The project was an effective way to gather, analyze, and share a variety of national experiences with regard to diversification efforts. This comprehensive effort allowed UNCTAD to identify key reasons behind obstacles to diversification and to present coherent analysis, benefiting from practical examples, in a series of analytical studies presented to UNCTAD’s recent intergovernmental meetings. As a result, there is an increasing awareness at the national and international levels of the need to supplement market access to commodities through efforts to facilitate de facto market entry, as well as to remove supply side obstacles and enhance competitiveness of developing country commodity exporters.
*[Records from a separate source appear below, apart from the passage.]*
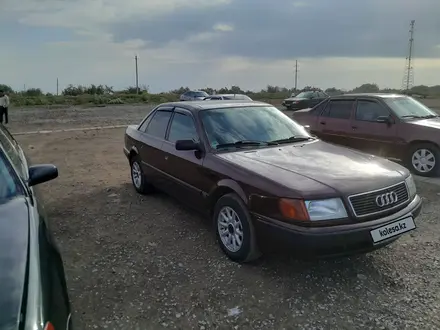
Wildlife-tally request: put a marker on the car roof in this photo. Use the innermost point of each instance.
(195, 106)
(373, 95)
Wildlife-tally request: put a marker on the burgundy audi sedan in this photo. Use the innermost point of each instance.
(260, 176)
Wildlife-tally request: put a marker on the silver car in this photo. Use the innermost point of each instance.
(228, 97)
(193, 96)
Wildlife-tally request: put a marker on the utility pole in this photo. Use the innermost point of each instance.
(137, 74)
(296, 74)
(408, 77)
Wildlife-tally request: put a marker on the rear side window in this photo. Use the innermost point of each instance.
(159, 123)
(340, 109)
(370, 110)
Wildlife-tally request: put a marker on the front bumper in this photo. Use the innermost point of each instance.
(328, 241)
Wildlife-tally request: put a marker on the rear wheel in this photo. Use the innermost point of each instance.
(424, 159)
(138, 178)
(234, 229)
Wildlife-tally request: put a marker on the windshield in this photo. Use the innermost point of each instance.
(407, 107)
(9, 187)
(304, 94)
(265, 124)
(201, 94)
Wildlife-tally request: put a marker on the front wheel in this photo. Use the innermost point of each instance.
(234, 229)
(424, 159)
(138, 178)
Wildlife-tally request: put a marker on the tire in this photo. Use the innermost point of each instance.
(233, 206)
(138, 179)
(431, 152)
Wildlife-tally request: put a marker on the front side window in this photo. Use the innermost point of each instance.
(407, 107)
(9, 184)
(305, 95)
(13, 153)
(370, 111)
(159, 123)
(182, 128)
(200, 94)
(264, 124)
(339, 109)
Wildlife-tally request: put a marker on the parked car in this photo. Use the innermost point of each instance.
(228, 97)
(193, 96)
(33, 291)
(259, 176)
(388, 125)
(304, 100)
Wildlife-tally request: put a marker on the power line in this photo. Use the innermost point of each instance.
(296, 74)
(408, 76)
(137, 74)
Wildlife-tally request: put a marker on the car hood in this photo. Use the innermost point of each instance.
(316, 167)
(14, 231)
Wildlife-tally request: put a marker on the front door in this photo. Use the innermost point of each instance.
(334, 122)
(150, 146)
(184, 168)
(369, 134)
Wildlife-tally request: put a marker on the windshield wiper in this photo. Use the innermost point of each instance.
(420, 117)
(429, 116)
(410, 116)
(244, 143)
(293, 139)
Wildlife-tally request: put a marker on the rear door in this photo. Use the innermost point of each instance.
(368, 134)
(150, 147)
(184, 168)
(334, 122)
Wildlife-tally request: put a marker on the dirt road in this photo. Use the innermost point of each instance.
(137, 262)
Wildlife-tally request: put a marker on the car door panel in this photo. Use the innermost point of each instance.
(334, 122)
(371, 136)
(150, 147)
(184, 167)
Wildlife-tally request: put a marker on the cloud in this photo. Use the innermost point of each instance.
(218, 43)
(284, 29)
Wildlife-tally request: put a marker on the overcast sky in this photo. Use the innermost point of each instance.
(216, 43)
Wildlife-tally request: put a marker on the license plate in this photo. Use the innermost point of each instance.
(393, 229)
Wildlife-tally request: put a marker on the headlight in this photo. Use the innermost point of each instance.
(325, 209)
(412, 190)
(312, 210)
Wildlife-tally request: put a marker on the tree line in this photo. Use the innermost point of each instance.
(71, 90)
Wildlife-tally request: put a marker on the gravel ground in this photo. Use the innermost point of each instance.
(138, 262)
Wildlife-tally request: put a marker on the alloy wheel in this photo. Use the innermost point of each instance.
(423, 160)
(230, 229)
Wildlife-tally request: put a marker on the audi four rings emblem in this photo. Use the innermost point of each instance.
(386, 199)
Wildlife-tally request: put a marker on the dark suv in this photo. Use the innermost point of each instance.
(390, 125)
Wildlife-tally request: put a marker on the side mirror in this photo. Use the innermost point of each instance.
(384, 119)
(42, 173)
(187, 145)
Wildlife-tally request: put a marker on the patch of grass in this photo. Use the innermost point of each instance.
(121, 98)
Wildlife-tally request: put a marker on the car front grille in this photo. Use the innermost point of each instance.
(378, 201)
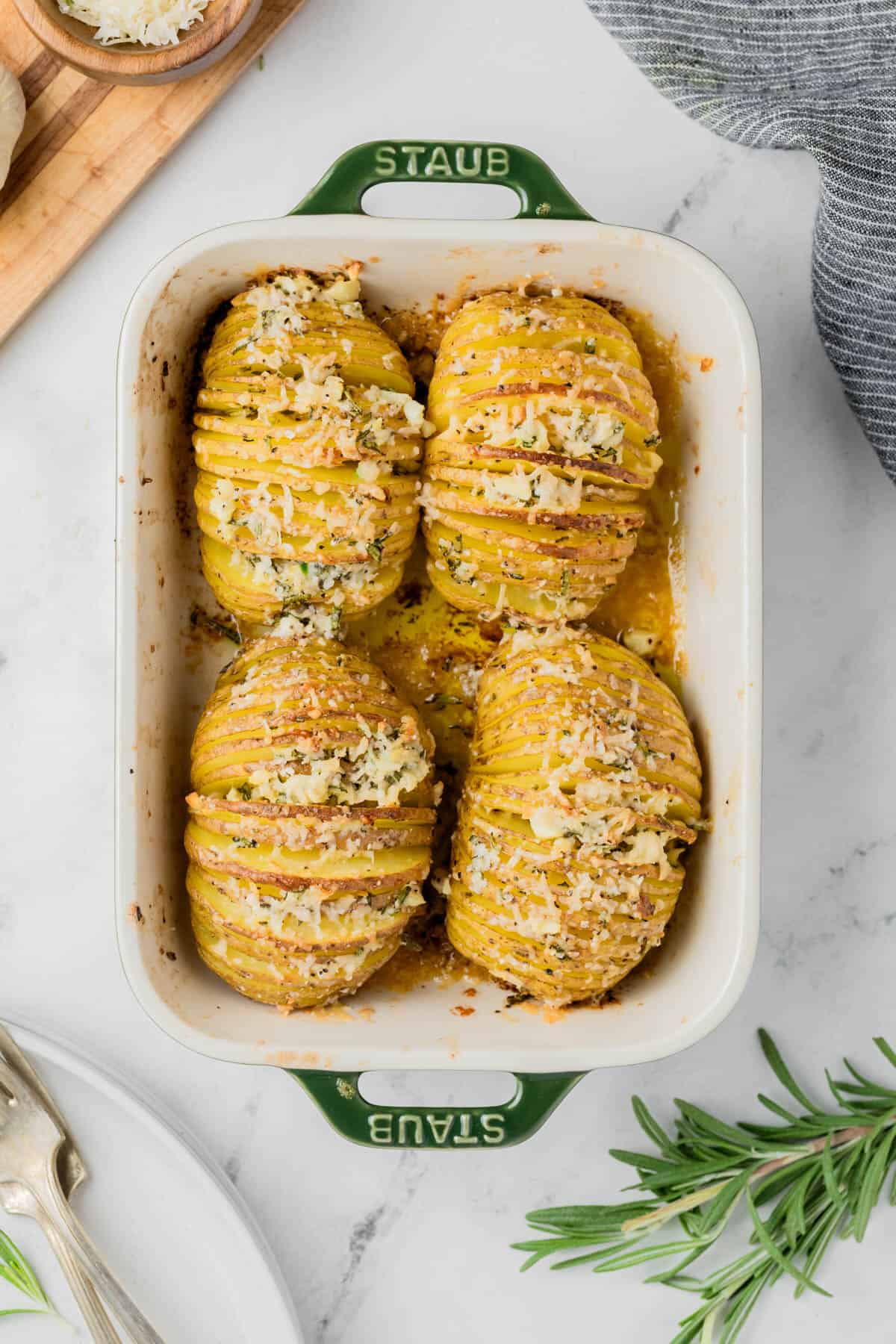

Some of UNCTAD’s projects generated donor interest and resulted in an additional supply of extra-budgetary funds. These funds, which supplemented the resources made available to UNCTAD, definitely helped the sustainability of many projects. For example, in the context of commodities and diversification, UNCTAD is able to conduct two follow-up activities, such as on the cost of compliance with sanitary and phytosanitary standards from which Guinea, Mozambique, and Tanzania benefit and on facilitating deliveries of tropical fruits from small producers in West Africa to European supermarkets (implemented in partnership with a European supermarket chain).


Capacity-building for Key Issues on the International Economic Agenda


The third tranche project on capacity-building for key issues on the international economic agenda benefited from the guidance of an advisory body, under the chairmanship of the President of the Trade and Development Board and with the membership of 15 of UNCTAD's Member States. This approach proved useful, as the Advisory Body was able to provide important insights on the content of the regional training programmes conducted by the project. It directly focused on the design, organization, and implementation of the training courses. The Advisory Body frequently provided advice to the Secretary-General of UNCTAD for the conduct of the project’s activities, signifying a new level of cooperation between the Secretariat and the Member States.